Le Destin des hommes de Pétain de 1945 à nos jours
Compte-rendu de la rédaction / Seconde Guerre mondiale
Le 12 juin 2016
Philippe VALODE, Le Destin des hommes de Pétain de 1945 à nos jours, Paris, Nouveau Monde éditions, 2014, 416 p.Index. 22 €.

Dans le prolongement des Hommes de Pétain publié chez le même éditeur en 2010, Philippe Valode suit les itinéraires d’un millier de responsables de l’État français à la Libération et après. S’appuyant sur certains travaux historiques, mais en ignorant d’autres sur les milieux professionnels, son étude porte surtout sur les épurations et les procès des principaux cadres qui ont servi plus ou moins durablement le régime de Vichy. Par exemple, concernant l’épuration extrajudiciaire, il retient le chiffre de 15 000 exécutions sommaires, ignorant les travaux du Comité d’histoire de la Deuxième Guerre mondiale poursuivis par l’Institut d’histoire du temps présent (IHTP-CNRS).

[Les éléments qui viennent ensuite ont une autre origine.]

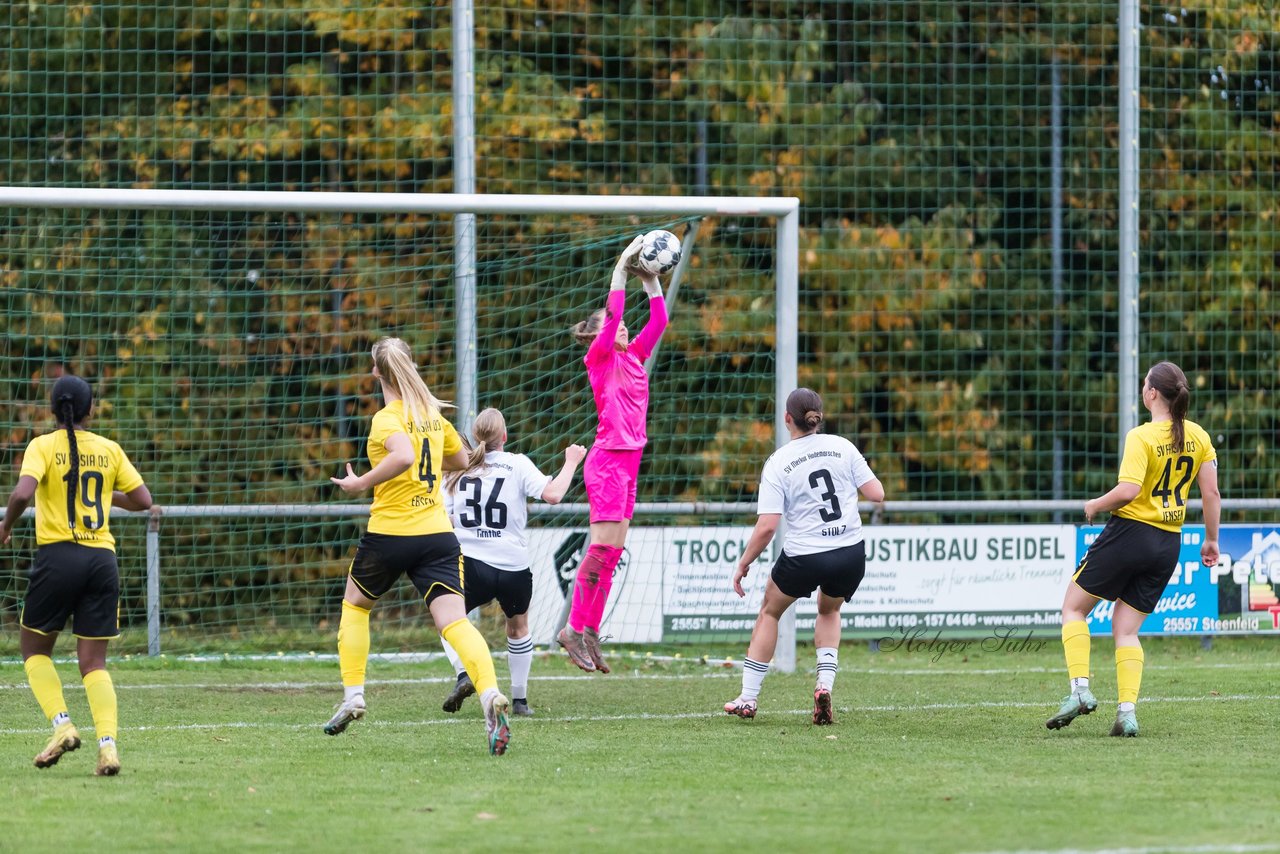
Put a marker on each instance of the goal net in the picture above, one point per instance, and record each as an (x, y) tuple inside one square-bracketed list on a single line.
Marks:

L’ouvrage est structuré en dix-neuf chapitres, de longueur très inégale (6 pages sur « La justice épargnée faute de remplaçants », ch. XI, ou 4 pages pour « L’instruction publique finalement peu épurée », ch. XIII), plus une conclusion développée. D’autres domaines sont plus longuement analysés. C’est bien sûr le cas de la centaine de hauts responsables jugés par la Haute Cour de justice : le chapitre VIII (27 pages), « Les vrais politiques traversent les épreuves plutôt favorablement », présente une typologie des condamnations prononcées. Ainsi, les amiraux de Darlan sont-ils plus durement frappés que les généraux alors que les aviateurs sont épargnés. L’auteur s’intéresse à la haute fonction publique (chapitre IV), des « protégés de Du Moulin de Labarthète » aux hommes des cabinets, insistant sur « le cercle protecteur des inspecteurs des Finances ». Il suit les parcours des « vichysto-résistants » qui surent « s’insérer dans la France d’après-guerre » tant dans le monde politique (François Mitterrand, André Bettencourt…) que dans celui des affaires. Avec des titres accrocheurs, et parfois réducteurs, l’auteur balaie plusieurs milieux socio-professionnels : « L’armée moins unie qu’il n’y paraît » (ch. V) ; « Le patronat épargné tout comme les rédacteurs de la Charte du travail » (ch. VI) ; « Les hommes des politiques familiales et pour la jeunesse respectés à la Libération » (ch. IX) ; « Le monde agricole : une Libération bien tranquille ou le triomphe des pétainistes » (ch. XII), ce qui n’est pas inexact sur la durée mais n’il évoque qu’en quelques lignes les grandes réformes de la Libération et la CGA impulsée par Tanguy Prigent. Et que dire du premier chapitre titré : « La France entière (ou presque) a collaboré par conviction, par action ou par omission ! »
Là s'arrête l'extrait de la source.